# Solve the following system of equations:$|x|+|y|=2$ and $y=x+1$.

Solve the following system of equations:

$$|x|+|y|=2$$ and $$y=x+1$$, where $$x$$ is a real number.

Approach:

I substituted $$y$$ in equation $$1$$, so:

$$\ \ \ \ \ \ \ \ \ \ |x|+|x+1|=2$$

$$1 \ \ \ \ \ \ \ \ \ \ 1$$

$$2 \ \ \ \ \ \ \ \ \ \ 0$$

$$0 \ \ \ \ \ \ \ \ \ \ 2$$

These are the total possibilities I think, because $$|x|, |x+1| \ge 0$$.

Case $$1$$: $$|x|=1$$, so, $$x = \pm 1$$

and $$|x+1| = 1$$, so $$x+1=\pm 1$$ so, $$x = 0,-2$$.

But no value of $$x$$ is matching, so this case gets rejected.

Case $$2$$: $$|x|=2$$, so, $$x = \pm 2$$

and $$|x+1| = 0$$, so $$x=-1$$.

But no value of $$x$$ is matching, so this case also gets rejected.

Case $$3$$: $$|x|=0$$, so, $$x = 0$$

and $$|x+1| = 2$$, so $$x+1 = \pm 2$$ and so, $$x=1,-3$$.

Here also, no value of $$x$$ is matching. So no solution exists.

Is this solution correct? Please confirm. If there is a shorter method to approach the question, please share it.
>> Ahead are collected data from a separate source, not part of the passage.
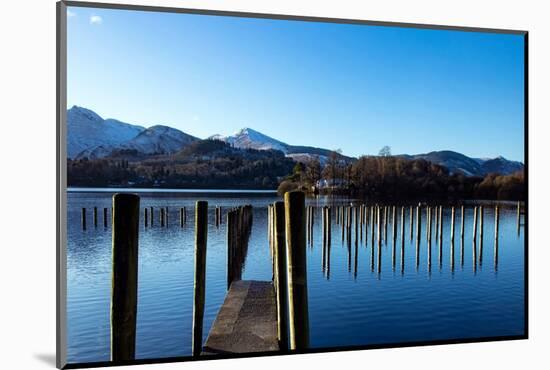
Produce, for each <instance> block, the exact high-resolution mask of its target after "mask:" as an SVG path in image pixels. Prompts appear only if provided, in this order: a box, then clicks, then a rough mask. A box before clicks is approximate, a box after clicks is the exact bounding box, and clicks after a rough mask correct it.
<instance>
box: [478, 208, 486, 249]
mask: <svg viewBox="0 0 550 370" xmlns="http://www.w3.org/2000/svg"><path fill="white" fill-rule="evenodd" d="M484 213H485V212H483V206H479V240H480V241H481V240H482V239H483V229H484V227H483V215H484ZM480 244H481V242H480Z"/></svg>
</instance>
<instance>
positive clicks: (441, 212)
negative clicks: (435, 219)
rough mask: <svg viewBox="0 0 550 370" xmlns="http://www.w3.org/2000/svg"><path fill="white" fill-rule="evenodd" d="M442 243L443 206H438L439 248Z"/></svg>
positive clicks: (439, 247)
mask: <svg viewBox="0 0 550 370" xmlns="http://www.w3.org/2000/svg"><path fill="white" fill-rule="evenodd" d="M442 243H443V206H439V248H440V249H441V244H442Z"/></svg>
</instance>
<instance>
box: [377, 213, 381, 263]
mask: <svg viewBox="0 0 550 370" xmlns="http://www.w3.org/2000/svg"><path fill="white" fill-rule="evenodd" d="M376 224H377V225H376V231H377V232H376V236H377V237H378V240H377V246H378V248H377V253H378V254H377V257H378V264H377V266H378V273H380V272H381V271H382V239H381V237H382V235H381V234H382V230H381V226H382V225H381V222H380V207H378V209H377V212H376Z"/></svg>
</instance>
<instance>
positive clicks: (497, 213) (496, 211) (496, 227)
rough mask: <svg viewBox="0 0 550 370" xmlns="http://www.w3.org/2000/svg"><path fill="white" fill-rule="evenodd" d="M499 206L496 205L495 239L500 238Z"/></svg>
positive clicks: (495, 208)
mask: <svg viewBox="0 0 550 370" xmlns="http://www.w3.org/2000/svg"><path fill="white" fill-rule="evenodd" d="M498 221H499V208H498V205H497V206H495V239H498Z"/></svg>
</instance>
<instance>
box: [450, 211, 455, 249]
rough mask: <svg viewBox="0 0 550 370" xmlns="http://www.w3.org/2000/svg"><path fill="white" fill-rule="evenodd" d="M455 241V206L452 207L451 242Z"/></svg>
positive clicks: (451, 219)
mask: <svg viewBox="0 0 550 370" xmlns="http://www.w3.org/2000/svg"><path fill="white" fill-rule="evenodd" d="M454 242H455V207H454V206H452V207H451V243H454Z"/></svg>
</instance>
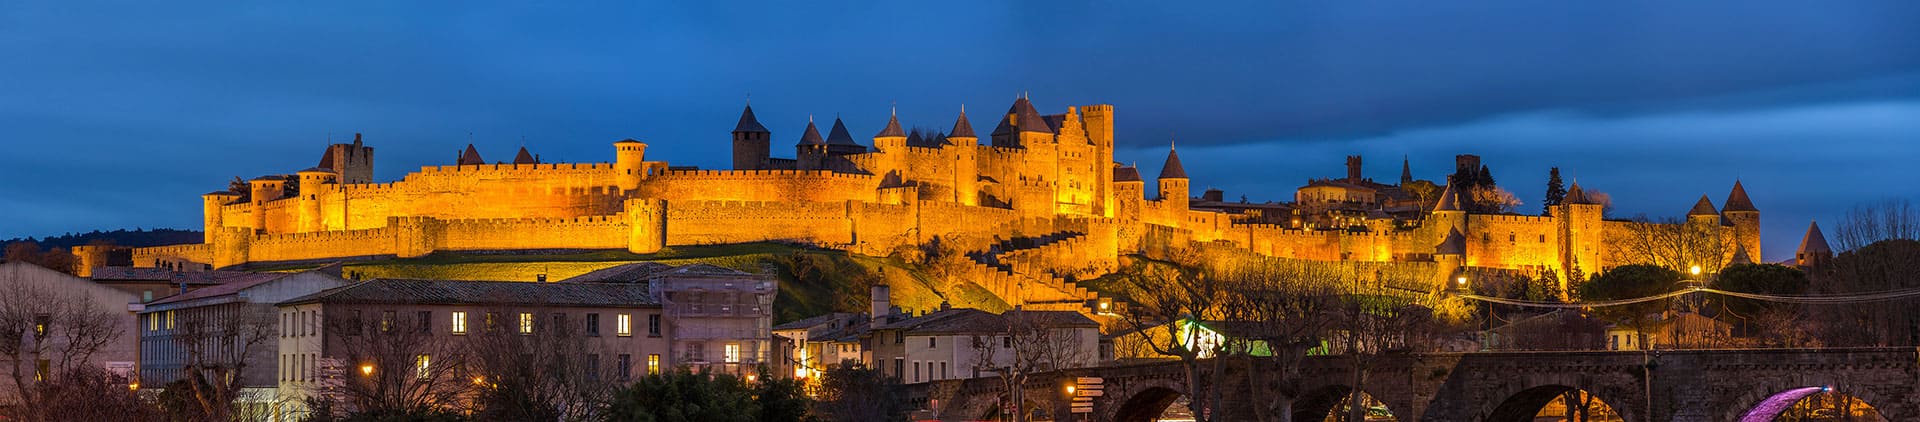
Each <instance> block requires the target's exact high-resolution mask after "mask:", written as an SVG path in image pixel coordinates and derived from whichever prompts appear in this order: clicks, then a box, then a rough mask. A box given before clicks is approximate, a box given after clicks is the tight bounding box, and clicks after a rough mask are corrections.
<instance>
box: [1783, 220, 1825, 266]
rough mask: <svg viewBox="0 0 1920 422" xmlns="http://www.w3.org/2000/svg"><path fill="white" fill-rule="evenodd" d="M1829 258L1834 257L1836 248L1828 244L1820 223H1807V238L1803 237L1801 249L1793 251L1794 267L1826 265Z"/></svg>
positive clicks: (1818, 265)
mask: <svg viewBox="0 0 1920 422" xmlns="http://www.w3.org/2000/svg"><path fill="white" fill-rule="evenodd" d="M1828 259H1834V249H1832V247H1828V246H1826V234H1820V223H1807V238H1801V247H1799V251H1793V267H1801V269H1812V267H1820V265H1826V261H1828Z"/></svg>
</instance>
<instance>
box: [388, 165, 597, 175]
mask: <svg viewBox="0 0 1920 422" xmlns="http://www.w3.org/2000/svg"><path fill="white" fill-rule="evenodd" d="M463 171H612V163H538V165H503V163H493V165H422V167H420V173H463Z"/></svg>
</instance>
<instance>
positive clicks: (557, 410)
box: [465, 309, 632, 420]
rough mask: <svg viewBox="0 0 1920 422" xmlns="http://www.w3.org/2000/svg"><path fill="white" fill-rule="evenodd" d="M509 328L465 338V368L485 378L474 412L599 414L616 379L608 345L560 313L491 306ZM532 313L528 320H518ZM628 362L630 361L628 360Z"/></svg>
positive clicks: (495, 417) (517, 414)
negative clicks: (594, 337) (467, 358)
mask: <svg viewBox="0 0 1920 422" xmlns="http://www.w3.org/2000/svg"><path fill="white" fill-rule="evenodd" d="M490 315H505V316H509V320H507V328H509V330H495V332H492V334H486V336H476V338H468V343H467V347H465V355H467V357H468V359H467V368H468V370H470V372H472V374H474V376H478V378H480V380H484V382H482V384H480V389H478V393H476V397H478V399H476V403H474V405H476V416H478V418H486V420H588V418H595V416H603V414H605V410H607V405H609V403H611V401H612V395H614V391H616V389H620V384H622V382H626V380H622V378H620V376H622V374H628V376H630V374H632V366H630V368H628V372H618V361H616V357H614V351H612V349H603V347H597V345H591V343H589V341H588V336H586V334H584V332H576V328H574V326H572V324H568V322H566V320H564V318H561V316H553V315H549V313H538V311H532V309H495V311H490ZM522 318H530V320H522ZM549 320H551V324H547V322H549ZM628 364H632V363H628Z"/></svg>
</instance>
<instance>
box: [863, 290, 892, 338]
mask: <svg viewBox="0 0 1920 422" xmlns="http://www.w3.org/2000/svg"><path fill="white" fill-rule="evenodd" d="M870 299H872V301H874V305H872V307H870V313H868V316H870V318H872V328H879V326H883V324H887V313H889V309H893V303H891V301H887V284H874V292H872V297H870Z"/></svg>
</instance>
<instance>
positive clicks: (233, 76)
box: [0, 2, 1920, 259]
mask: <svg viewBox="0 0 1920 422" xmlns="http://www.w3.org/2000/svg"><path fill="white" fill-rule="evenodd" d="M0 58H8V59H6V61H4V63H0V92H6V94H4V96H0V129H4V130H0V144H4V146H6V148H8V153H0V180H4V182H0V238H12V236H46V234H61V232H84V230H94V228H132V226H148V228H152V226H179V228H194V226H198V221H200V219H198V213H200V209H198V198H196V196H198V194H204V192H207V190H215V188H219V186H223V182H225V180H228V178H232V176H257V175H269V173H290V171H298V169H303V167H311V165H313V163H315V161H317V159H319V152H321V148H323V146H324V144H326V142H328V138H332V140H336V142H338V140H349V138H351V134H353V132H365V134H367V142H371V144H372V146H374V148H378V150H376V161H378V169H376V175H374V176H376V178H396V176H399V175H401V173H405V171H411V169H417V167H420V165H444V163H447V161H451V159H453V153H455V152H457V150H459V148H463V146H465V144H467V142H468V136H470V138H472V142H474V144H476V146H478V148H480V152H482V153H484V155H486V157H488V159H509V157H511V153H513V150H515V148H518V146H522V144H524V146H528V148H530V150H534V152H538V153H541V155H543V157H545V159H547V161H609V159H611V146H609V142H612V140H620V138H639V140H645V142H649V144H651V150H649V157H655V159H668V161H672V163H676V165H701V167H726V165H728V163H730V161H728V148H730V146H728V130H730V129H732V125H733V119H737V113H739V106H741V104H743V102H745V98H747V96H749V94H751V96H753V104H755V109H756V111H758V115H760V119H762V123H766V127H768V129H772V130H774V140H776V155H791V150H787V148H785V146H789V144H787V142H793V140H797V138H799V130H801V129H803V127H804V125H806V117H808V115H816V117H820V119H831V117H833V115H843V117H845V119H847V123H849V125H851V129H852V132H856V134H872V132H876V130H877V129H879V125H881V123H885V117H887V111H889V106H893V104H897V106H899V113H900V117H902V123H906V125H908V127H929V129H947V127H948V125H952V117H954V113H956V111H958V109H960V106H962V104H968V106H973V107H977V109H979V111H977V113H975V121H973V125H975V127H991V125H993V121H991V119H993V117H991V113H993V111H998V109H1002V107H1006V104H1010V102H1012V98H1014V96H1016V94H1020V92H1031V98H1033V100H1035V102H1037V106H1041V107H1043V111H1046V113H1058V111H1060V109H1064V107H1066V106H1077V104H1114V106H1116V117H1117V132H1119V144H1121V150H1119V153H1117V159H1119V161H1129V163H1133V161H1137V163H1140V165H1142V167H1146V169H1142V173H1144V175H1156V171H1158V169H1156V167H1158V165H1160V159H1162V157H1164V155H1165V144H1167V140H1169V136H1171V138H1177V140H1179V144H1181V155H1183V157H1185V159H1187V169H1188V173H1190V175H1192V176H1194V186H1196V188H1204V186H1215V188H1223V190H1227V196H1229V198H1238V196H1248V198H1250V199H1256V201H1261V199H1284V198H1288V196H1290V192H1292V188H1296V186H1298V184H1302V182H1304V180H1306V178H1309V176H1336V175H1344V171H1342V157H1344V155H1350V153H1361V155H1365V157H1367V175H1369V176H1375V178H1382V180H1392V178H1398V163H1400V157H1404V155H1405V157H1409V159H1411V163H1413V169H1415V173H1417V176H1423V178H1440V176H1442V175H1444V173H1448V169H1450V167H1452V155H1453V153H1478V155H1482V157H1486V163H1488V165H1490V167H1492V171H1494V176H1496V178H1498V180H1500V182H1501V184H1503V186H1507V188H1509V190H1513V192H1515V194H1517V196H1521V199H1524V201H1526V205H1523V207H1524V209H1538V203H1540V194H1542V190H1544V178H1546V173H1548V169H1549V167H1561V169H1563V173H1565V175H1567V176H1571V178H1576V180H1578V182H1580V184H1582V186H1590V188H1597V190H1605V192H1609V194H1613V196H1615V201H1617V205H1619V211H1617V213H1619V215H1634V213H1647V215H1651V217H1668V215H1680V213H1684V211H1686V209H1688V207H1690V205H1692V203H1693V199H1697V198H1699V196H1701V194H1707V196H1711V198H1713V201H1715V203H1716V205H1718V203H1720V201H1724V198H1726V190H1728V188H1730V186H1732V182H1734V180H1736V178H1740V180H1745V186H1747V188H1749V192H1751V194H1753V199H1755V203H1757V205H1759V207H1761V211H1763V224H1764V230H1766V238H1764V253H1766V259H1786V257H1789V255H1791V249H1793V247H1795V246H1797V242H1799V236H1801V232H1803V230H1805V226H1807V221H1812V219H1818V221H1820V223H1824V224H1830V223H1832V221H1834V219H1836V217H1837V215H1839V213H1843V211H1845V209H1847V207H1851V205H1855V203H1862V201H1878V199H1887V198H1914V196H1916V194H1914V192H1916V190H1914V188H1912V182H1914V180H1920V171H1916V167H1914V165H1910V161H1912V159H1916V157H1920V4H1916V2H1740V4H1709V2H1594V4H1561V2H1467V4H1398V2H1336V4H1317V2H1244V4H1231V2H1229V4H1210V6H1206V8H1200V6H1192V4H1171V2H939V4H929V2H770V4H749V2H712V4H708V2H689V4H580V2H501V4H484V2H326V4H288V2H273V4H190V2H165V4H150V2H106V4H88V2H4V4H0Z"/></svg>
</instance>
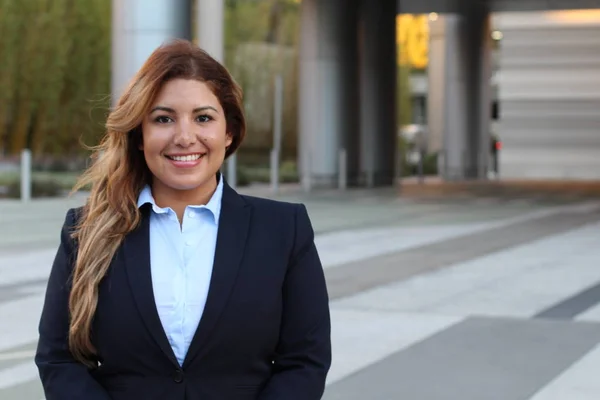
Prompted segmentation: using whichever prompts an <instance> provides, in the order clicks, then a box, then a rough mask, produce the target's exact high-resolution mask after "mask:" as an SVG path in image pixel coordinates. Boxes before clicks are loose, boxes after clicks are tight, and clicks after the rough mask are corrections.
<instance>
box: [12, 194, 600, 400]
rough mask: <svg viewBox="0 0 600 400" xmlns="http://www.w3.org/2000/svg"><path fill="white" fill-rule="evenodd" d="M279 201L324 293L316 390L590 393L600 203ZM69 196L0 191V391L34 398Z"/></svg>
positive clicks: (304, 198)
mask: <svg viewBox="0 0 600 400" xmlns="http://www.w3.org/2000/svg"><path fill="white" fill-rule="evenodd" d="M285 199H288V200H292V201H298V200H299V201H304V202H305V203H306V204H307V206H308V208H309V211H310V213H311V217H312V219H313V223H314V225H315V229H316V231H317V233H318V235H317V239H316V240H317V246H318V248H319V251H320V254H321V258H322V260H323V263H324V265H325V268H326V275H327V279H328V284H329V289H330V293H331V297H332V302H331V309H332V322H333V345H334V365H333V367H332V369H331V373H330V375H329V379H328V388H327V392H326V395H325V400H333V399H344V400H353V399H361V400H370V399H373V400H388V399H389V400H392V399H393V400H412V399H415V400H421V399H423V400H430V399H431V400H434V399H435V400H437V399H460V400H495V399H498V400H500V399H501V400H518V399H519V400H520V399H523V400H526V399H531V400H588V399H590V400H591V399H599V398H600V380H598V379H597V371H598V370H599V369H600V306H599V305H598V304H599V301H600V285H599V283H600V246H598V243H599V242H600V206H598V205H596V204H567V205H550V204H547V205H545V206H541V205H539V204H537V203H535V202H531V201H528V200H526V199H525V200H519V201H500V200H493V199H492V200H487V201H482V200H475V199H465V200H463V201H459V202H455V201H432V202H427V203H420V202H416V201H408V200H401V199H398V198H397V197H396V196H393V194H392V193H390V192H378V193H375V194H373V193H371V194H368V193H364V192H354V193H353V194H352V195H347V196H343V197H340V196H339V195H336V194H331V195H322V196H312V197H311V198H303V197H300V196H298V195H294V196H292V195H289V196H286V197H285ZM78 201H80V200H78V199H72V200H63V201H55V202H49V201H45V202H40V203H36V204H35V206H33V207H28V208H27V212H24V208H23V206H21V205H19V204H16V203H14V204H9V203H4V204H3V203H0V223H2V226H3V227H11V228H10V229H3V230H2V232H1V233H0V326H1V329H0V399H2V400H17V399H18V400H29V399H32V400H39V399H41V398H43V393H42V391H41V388H40V385H39V383H38V382H37V371H36V370H35V367H34V365H33V363H32V360H31V357H32V352H33V349H34V348H35V340H36V335H37V333H36V325H37V321H38V318H39V310H40V307H41V301H42V295H43V291H44V284H45V278H46V276H47V274H48V268H49V265H50V262H51V260H52V257H53V255H54V248H53V246H55V241H56V239H57V235H58V229H59V227H60V224H61V223H62V219H63V218H64V212H65V211H66V208H68V207H70V206H72V205H74V204H77V202H78ZM12 228H14V230H13V229H12ZM7 230H10V231H12V233H10V232H7ZM2 235H4V236H2ZM24 249H27V250H26V251H24Z"/></svg>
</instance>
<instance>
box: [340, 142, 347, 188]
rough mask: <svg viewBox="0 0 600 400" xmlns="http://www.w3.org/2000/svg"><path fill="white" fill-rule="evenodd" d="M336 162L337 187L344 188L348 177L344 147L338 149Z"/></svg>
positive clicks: (346, 163) (346, 182)
mask: <svg viewBox="0 0 600 400" xmlns="http://www.w3.org/2000/svg"><path fill="white" fill-rule="evenodd" d="M338 162H339V166H338V189H340V190H345V189H346V187H347V177H348V171H347V169H348V168H347V156H346V149H340V152H339V159H338Z"/></svg>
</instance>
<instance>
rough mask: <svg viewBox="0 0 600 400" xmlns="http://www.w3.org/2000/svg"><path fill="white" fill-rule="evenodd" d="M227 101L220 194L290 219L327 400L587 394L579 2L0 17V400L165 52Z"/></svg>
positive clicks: (590, 199)
mask: <svg viewBox="0 0 600 400" xmlns="http://www.w3.org/2000/svg"><path fill="white" fill-rule="evenodd" d="M174 37H181V38H188V39H191V40H194V41H195V42H196V43H198V44H199V45H200V46H201V47H203V48H205V49H206V50H207V51H208V52H209V53H210V54H211V55H213V56H214V57H215V58H217V59H219V60H221V61H222V62H223V63H224V64H225V65H226V67H227V68H228V69H229V70H230V72H231V73H232V75H233V76H234V78H235V79H236V80H237V82H238V83H239V84H240V85H241V86H242V88H243V90H244V96H245V97H244V106H245V109H246V117H247V123H248V134H247V137H246V140H245V142H244V143H243V145H242V147H241V149H240V150H239V152H238V153H237V155H236V156H235V157H234V158H233V159H232V160H230V161H228V162H226V165H225V166H224V172H225V173H226V176H227V178H228V181H229V183H230V184H232V185H233V186H235V187H236V188H237V189H238V190H239V191H240V192H242V193H248V194H254V195H259V196H266V197H273V198H278V199H282V200H287V201H294V202H303V203H305V204H306V205H307V207H308V209H309V212H310V214H311V218H312V220H313V222H314V225H315V231H316V233H317V237H316V241H317V246H318V248H319V251H320V253H321V255H322V258H323V263H324V267H325V268H326V275H327V279H328V284H329V287H330V291H331V297H332V316H333V323H334V336H333V339H334V349H335V352H334V358H335V362H334V366H333V367H332V373H331V375H330V378H329V381H328V389H327V392H326V398H327V399H348V400H351V399H363V400H364V399H374V400H375V399H418V400H420V399H425V400H427V399H462V400H465V399H473V400H476V399H477V400H492V399H499V400H500V399H502V400H513V399H514V400H516V399H534V400H551V399H552V400H587V399H598V398H600V386H599V385H598V382H597V379H595V377H594V376H595V375H594V374H593V371H597V370H598V368H600V348H599V347H598V343H599V342H600V323H599V322H600V306H598V303H600V251H599V250H598V248H600V247H599V246H598V245H597V244H598V243H599V242H600V224H599V222H598V221H599V220H600V200H599V198H598V196H599V195H600V112H599V110H600V1H599V0H461V1H444V0H419V1H417V0H145V1H141V0H112V1H111V0H78V1H73V0H0V224H1V226H2V229H0V327H1V328H0V399H3V400H4V399H6V400H12V399H34V400H40V399H41V398H43V392H42V391H41V387H40V385H39V383H38V382H37V375H36V374H37V371H36V370H35V366H34V365H33V362H32V360H31V357H32V355H33V351H34V349H35V342H36V338H37V336H36V335H37V332H36V329H37V322H38V318H39V310H40V307H41V301H42V299H43V291H44V289H45V282H46V279H47V275H48V272H49V267H50V265H51V262H52V258H53V256H54V252H55V248H56V245H57V242H58V233H59V229H60V226H61V223H62V221H63V218H64V213H65V212H66V210H67V209H68V208H69V207H74V206H78V205H81V204H82V203H83V202H84V201H85V197H86V193H85V191H83V192H80V193H77V194H74V195H72V196H68V192H69V190H70V189H71V187H72V186H73V184H74V183H75V181H76V179H77V177H78V176H79V174H80V173H81V172H82V171H83V169H84V168H85V167H86V166H87V165H88V162H89V156H90V153H89V152H88V151H87V150H86V149H85V146H84V145H94V144H97V143H98V140H99V138H100V137H101V136H102V134H103V133H104V125H103V124H104V121H105V118H106V116H107V113H108V111H109V110H110V107H111V105H112V104H113V103H114V102H115V101H116V99H117V98H118V96H119V94H120V92H121V90H122V89H123V87H124V86H125V85H126V83H127V82H128V80H129V79H130V78H131V76H132V75H133V74H134V73H135V71H136V70H137V69H138V68H139V67H140V66H141V64H142V63H143V62H144V60H145V59H146V58H147V57H148V56H149V54H150V53H151V52H152V51H153V50H154V49H155V48H156V47H157V46H159V45H160V44H161V43H163V42H164V41H165V40H168V39H169V38H174Z"/></svg>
• Is $x\in\Bbb R$? In that case $x=\frac{1}{2}$ would also work May 2 at 8:12
• It is a lot easier to find the solutions graphically. Are you allowed to do that? May 2 at 8:13
• @DatBoi, yes graphical soln is allowed.
– user907745
May 2 at 8:14
• @DatBoi Yes, as intersections of a square (first equation) and a straight line (second equation). May 2 at 8:14
• @lonestudent I did, thanks.
– user907745
May 2 at 9:13

Image courtesy $$-$$ Martund.

$$|x|+|y|=2$$ is square on graph paper (you will get it by making cases).

and $$y=x+1$$ is line.

This is the shortest (not only) method I know.

• I suggest you to add this picture in your answer (as a smoother version of yours). I've made it using Microsoft Paint. May 3 at 8:11
• @Martund always feel free to edit my answers and questions and thanks for help.
– Jay
May 3 at 8:49

We know that $$|x-y|\le|x|+|y|$$ where equality holds iff $$x$$ and $$y$$ are of opposite sign. In this case we know that equality doesn't hold, so $$x$$ and $$y$$ are of same sign, so the first equation becomes $$|x+y|=2$$ and second is $$y-x=1$$. Making cases for positive and negative sign in first equation, we get the required solutions: $$\left(\frac12,\frac32\right)\quad\text{and}\quad\left(-\frac32,-\frac12\right)$$

• thanks for your answer (I ran out of upvotes I'm sorry about that). Could you explain how we know $x$ and $y$ are of same sign...
– user907745
May 2 at 9:13
• @Crease, if they were of opposite sign equality would have held in the first equation. But we know that the LHS is $1$ and RHS is $2$ for that equation, so $x$ and $y$ are of the same sign. May 2 at 9:16
• Oh yes, thanks :)
– user907745
May 2 at 9:20

### HINT

• If $$x≥0$$, then $$y=x+1>0$$

$$\begin{cases} x+y=2 \\ y=x+1 \end{cases}$$

Then, we need

• If $$-1≤x<0, ~y≥0$$

$$\begin{cases} y-x=2 \\ y=x+1 \end{cases}$$

• If $$x<-1, ~y<0$$

$$\begin{cases} -x-y=2 \\ y=x+1 \end{cases}$$

• Of course, for the second case, the solution doesn't exist. May 2 at 11:35

One nice way to think about it is to see |x-a| as the distance between x and a. Visually, it's pretty clear only x=-1.5 and x=0.5 are solutions.

You only consider integers, hence you might left out non-integer solutions.

We have $$|x|+|x+1|=2$$

$$|x-0|+|x-(-1)|=2$$

So the solution for $$x$$ is when the sum of distance from $$0$$ and the distance from $$-1$$ is exactly $$2$$.

Clearly, the point can't be inside $$[-1, 0]$$.

If $$x$$ is positive, then we have $$2x+1=2$$, hence $$x=\frac12$$.

Similarly, if $$x<-1$$, by symmetry, $$x=-1-\frac12=-\frac32$$.